When the sieving is done, you can close WinSieve. And perhaps clear the internet cache from your PC, not only for safety/privacy reasons.
An overgrown cache may slow down the performance, not to mention the total waste of time it would be to keep re-sieving previously acquired data. Furthermore, when a certain amount of cache is reached, the browser automatically erases older portions of it in order to make room for new data: that's one more reason to regularily use WinSieve and then emptying the cache.
And finally, bulk-copy the NewCache folder to your USB-key, for "harvesting" it later at home. Or open it right now, and check out what WinSieve has fetched for you.
It couldn't be any easier than that! Just move out of that sieved-data folder whatever you're interested to keep, then trash it.
You could also keep it there, but it's not recommended: sieving after sieving, NewCache can easily grow up to be quite a large "no man's land" - if you know what I mean.
Oh, by the way: you can interrupt any step of the sieving anytime by closing the progressbar window.
If you reply NO, the process will resume.
(So that's also a handy way to pause, should you ever need to.)
If you say YES, the sieving will stop.
PS: thanks to Windows file-caching, if you then start another sieving the process will be much faster (until you reach back the point when you aborted).
The first tab tells WinSieve where the internet cache of each browser is located.
This normally auto-configures, but you're free to browse using the ".." buttons (or typing-in another path).

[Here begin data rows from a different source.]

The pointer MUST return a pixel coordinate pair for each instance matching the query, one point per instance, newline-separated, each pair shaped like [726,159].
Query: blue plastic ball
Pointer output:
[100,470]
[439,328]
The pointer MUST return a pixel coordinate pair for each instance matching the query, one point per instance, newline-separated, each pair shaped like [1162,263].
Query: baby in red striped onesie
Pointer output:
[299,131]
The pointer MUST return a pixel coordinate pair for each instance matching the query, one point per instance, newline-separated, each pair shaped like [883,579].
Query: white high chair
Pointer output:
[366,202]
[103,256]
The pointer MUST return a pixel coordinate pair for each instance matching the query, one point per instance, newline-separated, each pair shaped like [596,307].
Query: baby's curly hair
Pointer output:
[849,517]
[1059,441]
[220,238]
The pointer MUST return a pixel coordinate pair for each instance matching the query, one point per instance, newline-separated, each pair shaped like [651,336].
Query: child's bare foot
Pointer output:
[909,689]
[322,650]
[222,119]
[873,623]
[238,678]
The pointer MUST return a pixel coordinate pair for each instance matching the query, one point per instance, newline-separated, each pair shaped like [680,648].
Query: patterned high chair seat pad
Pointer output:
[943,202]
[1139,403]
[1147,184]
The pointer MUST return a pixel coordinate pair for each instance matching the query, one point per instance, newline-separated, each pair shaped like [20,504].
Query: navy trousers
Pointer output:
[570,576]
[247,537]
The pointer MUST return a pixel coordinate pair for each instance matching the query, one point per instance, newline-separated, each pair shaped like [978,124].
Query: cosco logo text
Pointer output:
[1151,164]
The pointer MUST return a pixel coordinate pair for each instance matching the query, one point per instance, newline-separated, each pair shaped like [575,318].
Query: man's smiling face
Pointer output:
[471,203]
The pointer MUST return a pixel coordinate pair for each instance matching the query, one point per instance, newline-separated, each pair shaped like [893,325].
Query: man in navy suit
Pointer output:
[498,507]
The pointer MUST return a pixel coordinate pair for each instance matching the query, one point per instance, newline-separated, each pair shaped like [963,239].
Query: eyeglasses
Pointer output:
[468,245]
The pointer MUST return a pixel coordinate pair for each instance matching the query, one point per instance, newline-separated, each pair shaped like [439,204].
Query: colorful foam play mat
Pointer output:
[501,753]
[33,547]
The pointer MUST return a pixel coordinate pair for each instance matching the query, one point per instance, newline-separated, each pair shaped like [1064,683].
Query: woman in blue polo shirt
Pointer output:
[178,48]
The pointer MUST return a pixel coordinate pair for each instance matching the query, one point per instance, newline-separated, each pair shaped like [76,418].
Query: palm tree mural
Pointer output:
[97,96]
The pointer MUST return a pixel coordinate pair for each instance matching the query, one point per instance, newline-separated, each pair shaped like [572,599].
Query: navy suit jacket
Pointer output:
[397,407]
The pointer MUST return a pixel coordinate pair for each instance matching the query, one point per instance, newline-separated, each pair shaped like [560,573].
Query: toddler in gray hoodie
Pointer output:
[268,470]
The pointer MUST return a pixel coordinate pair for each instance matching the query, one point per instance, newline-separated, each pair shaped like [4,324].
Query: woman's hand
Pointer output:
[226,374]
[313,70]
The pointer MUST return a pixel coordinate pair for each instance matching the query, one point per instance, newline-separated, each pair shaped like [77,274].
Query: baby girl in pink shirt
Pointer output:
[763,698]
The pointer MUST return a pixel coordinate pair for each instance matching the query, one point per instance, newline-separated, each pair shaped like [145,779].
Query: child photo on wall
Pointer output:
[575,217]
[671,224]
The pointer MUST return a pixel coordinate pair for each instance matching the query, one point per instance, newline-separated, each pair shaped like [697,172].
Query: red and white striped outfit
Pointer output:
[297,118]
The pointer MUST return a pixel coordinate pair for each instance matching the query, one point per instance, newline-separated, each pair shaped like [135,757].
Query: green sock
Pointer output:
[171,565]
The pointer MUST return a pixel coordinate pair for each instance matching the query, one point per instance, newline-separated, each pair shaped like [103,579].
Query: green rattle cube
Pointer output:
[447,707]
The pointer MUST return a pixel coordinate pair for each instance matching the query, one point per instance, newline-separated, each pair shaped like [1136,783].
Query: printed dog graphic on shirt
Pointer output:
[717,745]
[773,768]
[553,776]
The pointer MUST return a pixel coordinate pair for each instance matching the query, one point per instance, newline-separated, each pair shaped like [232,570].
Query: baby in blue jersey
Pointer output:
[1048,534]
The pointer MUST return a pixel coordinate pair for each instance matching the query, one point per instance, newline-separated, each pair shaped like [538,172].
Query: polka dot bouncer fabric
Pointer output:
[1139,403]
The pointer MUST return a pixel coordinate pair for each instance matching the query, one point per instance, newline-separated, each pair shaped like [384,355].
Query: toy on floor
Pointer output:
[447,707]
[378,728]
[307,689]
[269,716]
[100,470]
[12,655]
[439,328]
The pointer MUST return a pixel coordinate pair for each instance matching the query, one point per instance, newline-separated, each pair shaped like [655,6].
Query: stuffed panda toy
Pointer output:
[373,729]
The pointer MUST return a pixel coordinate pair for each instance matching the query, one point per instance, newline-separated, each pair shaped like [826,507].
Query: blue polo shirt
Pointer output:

It also lists the folders whose data must be excluded.
eg: if a picture is already in "My Pictures", it will be skipped
"Extract to" indicates where the sieved data shall be stored.
If the folder does not exist, it will be created at each sieving. Otherwise, new data will be appended to it.
In that case, I recommend to let WinSieve "Skip duplicates from other browsers too".
eg: if "NewCache\Internet Explorer\Icons" already has an icon found in FireFox, no need to store it also in "NewCache\FireFox\Icons"
After sieving ("once done") you can have WinSieve automatically pop-up the Internet Options, and/or open the NewCache folder, and/or.. take leave.
The second tab instructs WinSieve about what a thumbnail or a banner is, when and how files should be renamed, etc.
eg: if an image is at least 20 pixels large and 50 pixels tall, and smaller than 100x80 pixels, and does not weight more than 4000 bytes, then it's a thumbnail.
Also if its name begins with "THUMS" or ends with "_T" or has "_TH" anywhere in its name, but only if it's a JPG.
These parameters are (supposedly ) pretty intuitive, so just change them and see what happens - at your own risk. :-7
Or better still: take a look at the techie stuff to learn more about each of them.
The third tab enables/disables the advanced features of WinSieve, and also allows you to tweak them.
The other parameters will become clear as you later-on learn of the report and the regrouping feature.
The fourth tab lets you adjust the type (and accuracy) of the file-frisking feature.
Whenever you start WinSieve, you always find it exactly as you had configured it.
However you might want to use the program on another computer, keeping the same settings. Or maybe you need to reinstall/upgrade Windows, and those data would be lost. In those cases, just save your settings: when you copy WinSieve's program folder, you'll bring'em along with you.. ready to be loaded back.
Reset obviously restores the default-settings, ie: those WinSieve had before you messed around with them. :-7
If you click the right margin of WinSieve (the one with the tiny arrow right), the extra-features' "drawer" will pull open:
If you click the "drag'n'drop" button, or (as its name suggests) if you drop files and/or folders onto it, WinSieve will turn into this:
..although likely larger than that, and placed at the top of the screen for your convenience.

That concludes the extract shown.